May 28 (Bloomberg) -- A currency re-denomination for any euro nation would lead to “multi-category” downgrades for companies and some may voluntarily decide to default, according to Fitch Ratings.
While companies that regularly sell debt may find that servicing outstanding bonds would foster investor relations, those businesses may also opt for a “clean break,” analysts John Hatton and Richard Hunter wrote in a report.
“Faced with a maxi-devaluation of their post-euro currency, management may deem it preferable to take the pain of higher new interest costs on new debt, and the initial stigma of default, than soldier on for years under a greatly increased leverage burden,” the analysts wrote in the report.
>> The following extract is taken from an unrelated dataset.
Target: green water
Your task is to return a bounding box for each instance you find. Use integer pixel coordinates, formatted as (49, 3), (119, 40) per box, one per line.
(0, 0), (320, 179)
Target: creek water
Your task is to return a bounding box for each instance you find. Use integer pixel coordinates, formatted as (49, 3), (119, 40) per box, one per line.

Opinion polls in Greece show that parties supporting the European Union’s bailout agreement are gaining ground amid warnings an exit from the currency could lead to a fragmentation of the euro. Antonis Samaras, the leader of Greece’s New Democracy party that backs bailout agreements, said the cost of leaving the currency would be higher than staying in the euro.
Companies that are focused on domestic markets would have their issuer default ratings cut to the B range or lower in the event of a currency re-denomination, Fitch said. Distressed debt exchanges, non-payments because of capital controls or incomplete debt payments would lead to a further cut to RD or D default ratings, according to the ratings company.